Juicing apples

The Homebrew Forum

Help Support The Homebrew Forum:

This site may earn a commission from merchant affiliate links, including eBay, Amazon, and others.

tonyhibbett

Landlord.
Joined
Oct 24, 2010
Messages
2,725
Reaction score
159
Location
Isleworth, Middlesex
This is an update to an earlier posting.
Using a whole fruit juicer, I have now processed about 36 kilos of apples, resulting in a raw extraction rate greater than 70% by straining the waste pulp. Having removed, by siphoning, the froth and sediment, after settling, I ended up with 55% translucent juice, which I believe exceeds the product of traditional crushing and pressing (up to 50%), and at a fraction of the cost of equipment. But you have to be organised. I picked enough apples to fill a 3 gallon bucket, (about 7 kilos), filled it with water to wash and set up 2 x 2 gallon buckets, one for the juice and one for the pulp, with a muslin straining bag inside the latter. Then placed the juicer and collecting jug inside a clean plastic tray, as things get rather messy. You can juice 3 average size apples in one go. After 2 litres of juice, empty the pulp collector into the muslin bagged bucket and strain out the juice, putting the dry pulp into a plastic bag and the resultant juice with the rest in the first bucket. Continue until all apples processed. Skim off most of the thick foam in the bucket and transfer juice into a demijohn to settle for a few hours. Cleaning out the juicer is somewhat tedious, so process as many apples as you can in one session.
Once the juice has settled, siphon out the translucent juice between the foam and sediment and either discard the waste, or drink it. It's very 'wholemeal'! Add 1 crushed campden tablet, (I use clean pliers) a teaspoon of pectic enzyme to 'clear' juice, stir and fit fermentation lock. If natural fermentation has not started within 48 hours, add nutrient and yeast.
 
To calculate the %, I weighed the apples, measured the juice and weighed the strained pulp. As the juice is mostly water, 1 litre weighs 1 kilo. Subtract weight of raw juice from weight of apples then divide result by weight of apples and multiply by 100. eg, 9 kg apples, 2.2 kg strained pulp.

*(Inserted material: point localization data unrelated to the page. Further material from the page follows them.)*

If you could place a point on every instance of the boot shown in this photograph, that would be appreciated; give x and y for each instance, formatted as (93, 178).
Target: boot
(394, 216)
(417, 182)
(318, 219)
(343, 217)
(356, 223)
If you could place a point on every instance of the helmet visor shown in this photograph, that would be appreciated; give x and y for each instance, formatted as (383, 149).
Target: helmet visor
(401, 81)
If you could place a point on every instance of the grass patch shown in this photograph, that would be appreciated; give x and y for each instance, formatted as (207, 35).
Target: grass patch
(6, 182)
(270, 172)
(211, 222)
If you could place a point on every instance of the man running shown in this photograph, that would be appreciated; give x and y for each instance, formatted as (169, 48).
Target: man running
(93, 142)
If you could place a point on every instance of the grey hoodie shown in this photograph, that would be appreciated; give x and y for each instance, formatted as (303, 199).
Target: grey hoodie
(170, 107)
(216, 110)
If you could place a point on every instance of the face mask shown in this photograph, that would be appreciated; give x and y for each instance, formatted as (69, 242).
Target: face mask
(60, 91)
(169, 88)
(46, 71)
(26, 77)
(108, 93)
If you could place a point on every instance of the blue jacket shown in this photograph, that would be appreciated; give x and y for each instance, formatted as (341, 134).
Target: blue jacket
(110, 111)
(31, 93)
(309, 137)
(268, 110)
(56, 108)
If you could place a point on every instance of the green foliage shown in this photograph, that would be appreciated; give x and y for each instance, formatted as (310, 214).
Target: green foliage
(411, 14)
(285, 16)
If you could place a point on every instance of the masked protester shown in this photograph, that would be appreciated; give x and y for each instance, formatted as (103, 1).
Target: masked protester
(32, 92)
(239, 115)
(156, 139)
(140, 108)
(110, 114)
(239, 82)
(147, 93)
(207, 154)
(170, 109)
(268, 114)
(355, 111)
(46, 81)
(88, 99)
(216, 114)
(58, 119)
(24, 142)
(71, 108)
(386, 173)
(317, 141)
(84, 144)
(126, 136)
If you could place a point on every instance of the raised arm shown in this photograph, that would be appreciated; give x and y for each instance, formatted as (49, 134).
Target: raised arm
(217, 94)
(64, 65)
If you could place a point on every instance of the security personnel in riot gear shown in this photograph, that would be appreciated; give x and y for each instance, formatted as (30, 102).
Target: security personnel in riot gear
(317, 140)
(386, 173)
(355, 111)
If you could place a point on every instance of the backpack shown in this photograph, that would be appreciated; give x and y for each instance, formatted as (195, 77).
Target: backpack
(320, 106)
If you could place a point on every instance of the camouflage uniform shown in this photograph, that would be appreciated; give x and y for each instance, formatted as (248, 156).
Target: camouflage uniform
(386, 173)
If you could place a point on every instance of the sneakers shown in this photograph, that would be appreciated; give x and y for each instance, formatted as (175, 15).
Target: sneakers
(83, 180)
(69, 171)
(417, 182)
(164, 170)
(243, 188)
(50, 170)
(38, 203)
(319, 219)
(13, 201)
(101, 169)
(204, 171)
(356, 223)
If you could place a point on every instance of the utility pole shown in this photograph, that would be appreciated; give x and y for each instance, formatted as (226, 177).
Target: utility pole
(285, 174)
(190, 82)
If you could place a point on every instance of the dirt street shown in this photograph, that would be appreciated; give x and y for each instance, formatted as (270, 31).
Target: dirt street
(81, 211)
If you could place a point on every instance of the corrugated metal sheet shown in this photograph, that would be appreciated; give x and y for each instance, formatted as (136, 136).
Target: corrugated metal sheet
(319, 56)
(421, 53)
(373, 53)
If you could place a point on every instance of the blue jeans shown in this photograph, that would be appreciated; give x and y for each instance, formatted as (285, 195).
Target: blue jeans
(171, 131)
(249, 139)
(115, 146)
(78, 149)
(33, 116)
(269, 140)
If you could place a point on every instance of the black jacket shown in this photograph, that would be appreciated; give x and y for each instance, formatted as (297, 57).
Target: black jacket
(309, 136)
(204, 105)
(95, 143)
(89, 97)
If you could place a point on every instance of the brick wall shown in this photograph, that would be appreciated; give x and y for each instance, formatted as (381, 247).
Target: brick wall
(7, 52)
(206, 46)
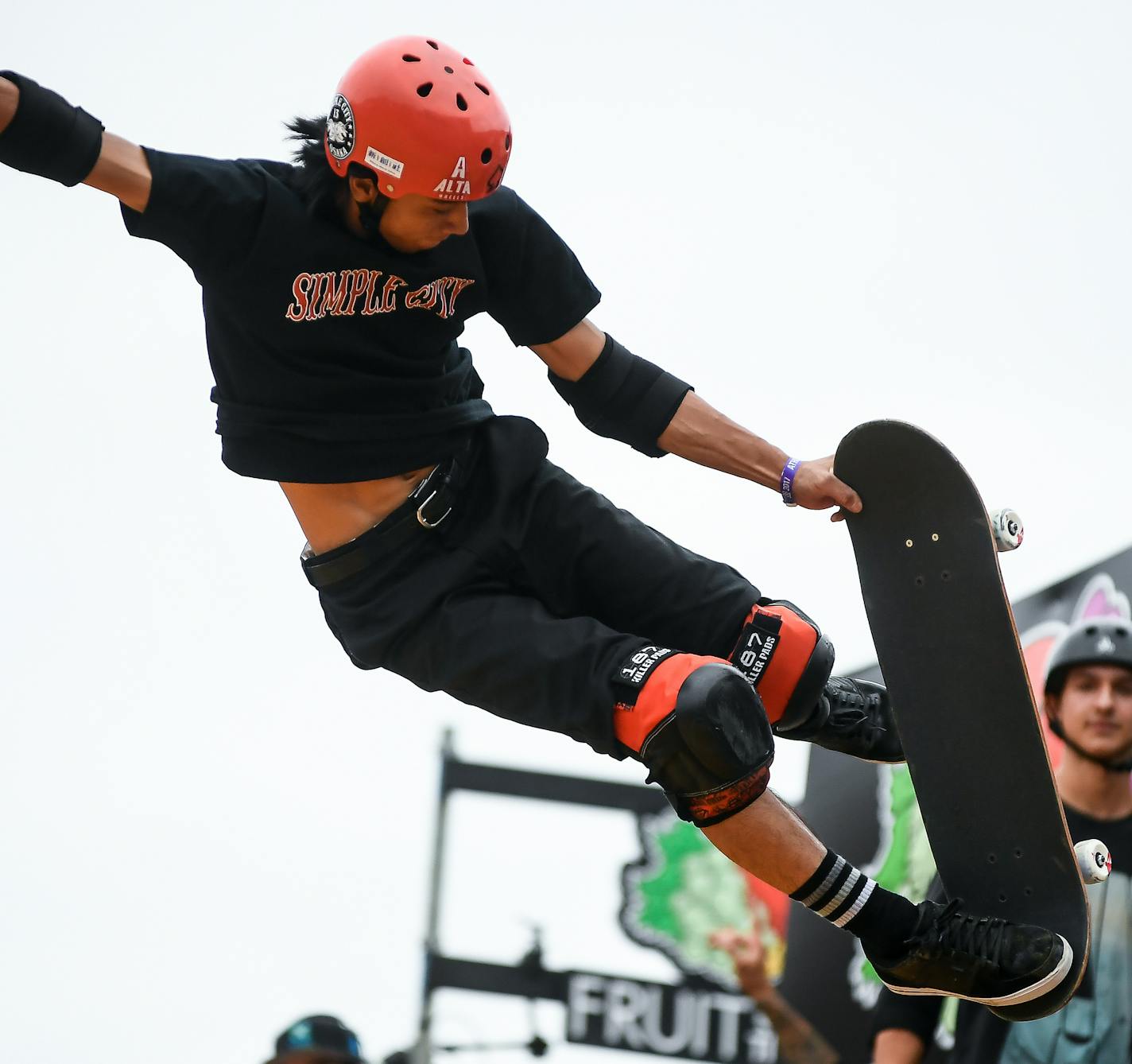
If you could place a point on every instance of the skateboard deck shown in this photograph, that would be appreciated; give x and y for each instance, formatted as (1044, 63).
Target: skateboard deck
(949, 651)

Result 24.44% pulp, so 75.55% raw juice. After siphoning out 'clear' juice, using same method with sediment and froth is not so precise as the froth is mostly air and some sediment remains suspended in the juice which will be removed after fermentation and fining, by which time 45% of the sugar content is lost as carbon dioxide, about 2.5% of the original volume. Basically, you need slightly less than 2 kg of apples to produce 1 litre of 'clear' juice, hence the figure 55%.